No Rest for the Wicked…
Insomnia all night long, and I’ve finally abandoned all expectation of sleep. Tried playing The Sims 3 on my xbox an hour before I’d planned to go to bed, and it relaxed me as usual, but didn’t absorb me or have me laughing the way it usually does. Even had the old curmudgeon walking around in nothing but speedos, corpulent belly hanging out, flirting with his own adult daughter, screaming at the walls and laughing to himself for no apparent reason– I love giving sims the "Kleptomaniac" personality trait and sending them over to their neighbors’ houses, incidentally– but I guess it didn’t distract me from my troubled thoughts enough, so when I climbed into bed, I was still wide awake. Considered reading with my booklight, but enjoying the book I’m reading usually makes it very difficult for me to go to sleep, because I just want to keep reading. Decided on the relaxing pursuit of tending to my animals and crops and wooing women in my little Harvest Moon DS game.

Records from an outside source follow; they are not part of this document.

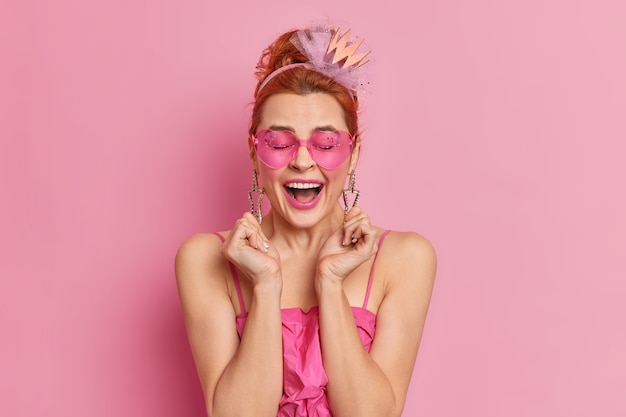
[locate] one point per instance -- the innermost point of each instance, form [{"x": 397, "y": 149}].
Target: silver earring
[
  {"x": 347, "y": 192},
  {"x": 256, "y": 210}
]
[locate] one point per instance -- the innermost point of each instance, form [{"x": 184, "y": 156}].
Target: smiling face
[{"x": 302, "y": 192}]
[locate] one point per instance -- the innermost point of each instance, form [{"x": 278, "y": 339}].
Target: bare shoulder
[
  {"x": 409, "y": 260},
  {"x": 199, "y": 265}
]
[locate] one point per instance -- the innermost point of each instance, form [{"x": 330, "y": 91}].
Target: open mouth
[{"x": 303, "y": 192}]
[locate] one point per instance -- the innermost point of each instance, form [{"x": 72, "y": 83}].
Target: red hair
[{"x": 297, "y": 80}]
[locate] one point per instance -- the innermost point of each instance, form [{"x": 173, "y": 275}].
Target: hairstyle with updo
[{"x": 297, "y": 80}]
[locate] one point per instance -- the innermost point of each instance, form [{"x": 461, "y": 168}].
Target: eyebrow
[{"x": 324, "y": 128}]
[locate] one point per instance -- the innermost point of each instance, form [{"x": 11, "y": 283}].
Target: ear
[
  {"x": 253, "y": 156},
  {"x": 356, "y": 153}
]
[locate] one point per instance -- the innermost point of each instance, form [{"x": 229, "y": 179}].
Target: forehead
[{"x": 303, "y": 112}]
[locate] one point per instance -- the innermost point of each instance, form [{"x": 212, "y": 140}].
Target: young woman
[{"x": 310, "y": 309}]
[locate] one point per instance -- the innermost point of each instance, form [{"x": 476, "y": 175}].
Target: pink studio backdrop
[{"x": 495, "y": 128}]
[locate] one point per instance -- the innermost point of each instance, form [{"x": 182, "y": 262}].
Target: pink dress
[{"x": 304, "y": 377}]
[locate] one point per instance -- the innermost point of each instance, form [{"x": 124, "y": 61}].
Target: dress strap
[
  {"x": 233, "y": 271},
  {"x": 369, "y": 281}
]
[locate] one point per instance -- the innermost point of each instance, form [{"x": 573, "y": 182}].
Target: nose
[{"x": 302, "y": 159}]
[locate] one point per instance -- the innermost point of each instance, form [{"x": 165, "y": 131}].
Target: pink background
[{"x": 495, "y": 128}]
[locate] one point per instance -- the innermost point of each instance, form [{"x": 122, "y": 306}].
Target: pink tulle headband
[{"x": 331, "y": 54}]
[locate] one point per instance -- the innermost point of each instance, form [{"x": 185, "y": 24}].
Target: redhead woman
[{"x": 308, "y": 309}]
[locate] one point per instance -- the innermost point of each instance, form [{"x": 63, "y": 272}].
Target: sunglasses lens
[
  {"x": 328, "y": 149},
  {"x": 276, "y": 148}
]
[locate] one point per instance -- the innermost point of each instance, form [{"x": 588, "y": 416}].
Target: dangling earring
[
  {"x": 350, "y": 190},
  {"x": 256, "y": 211}
]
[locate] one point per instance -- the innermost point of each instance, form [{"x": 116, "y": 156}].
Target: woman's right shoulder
[{"x": 200, "y": 255}]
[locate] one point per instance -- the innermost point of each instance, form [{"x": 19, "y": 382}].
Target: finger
[
  {"x": 354, "y": 211},
  {"x": 356, "y": 228},
  {"x": 257, "y": 238}
]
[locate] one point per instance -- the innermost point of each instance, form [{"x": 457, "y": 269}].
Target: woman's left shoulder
[
  {"x": 407, "y": 254},
  {"x": 403, "y": 244}
]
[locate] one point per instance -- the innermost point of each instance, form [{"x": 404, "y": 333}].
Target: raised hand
[
  {"x": 249, "y": 249},
  {"x": 353, "y": 243}
]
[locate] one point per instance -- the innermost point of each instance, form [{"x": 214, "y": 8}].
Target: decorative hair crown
[{"x": 330, "y": 53}]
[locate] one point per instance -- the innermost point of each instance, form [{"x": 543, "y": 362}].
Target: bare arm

Lost interest after about half an hour and lay in bed closing my eyes and thinking about how nice it would be to just be asleep and not thinking so much. Tried to focus on slowing my breathing and emptying my mind, but after some time, my eyelids flung themselves open and I sighed and realized I wasn’t sleepy in the slightest bit. I was rather jittery and needed more distraction, I thought. Flipped back open my pearl pink DS and switched the game to Style Savvy. Putting together outfits, I thought, would focus my attention and efficiently distract me. I’ve been dying to put together an outfit for myself, anything, really, for the past few days, but have been too sick to go anywhere. The last cold I had in summer ended up lasting all of two days. This one’s been affecting me for two weeks and a day, and has been one of the worst ever in my memory.
Throat spasms and what felt like a sandpaper hand tightening around the inside of my throat made me cough so painfully and uncontrollably I had to leave my favorite restaurants during my vacation and get my orders to go. Every time I began to drift off for some much-needed sleep, my throat would also start spasming, for some reason, and jolt me awake hacking my lungs out and desperate for a breath. I didn’t sleep more than two hours per night during the trip. Two hours was the maximum time before I woke up like that again. Just couldn’t manage to do much during the days, was too weak and couldn’t manage to stop coughing. Had no voice whatsoever, could barely whisper. The trip wasn’t all bad, though. Had an amazing view of the ocean from my balcony, and one warm afternoon I sat out watching the dolphins swim by in pairs in the distance. Finally, after a couple of days back home, my throat seems to be, for the most part, under control, and I can whisper louder than before, and without pain.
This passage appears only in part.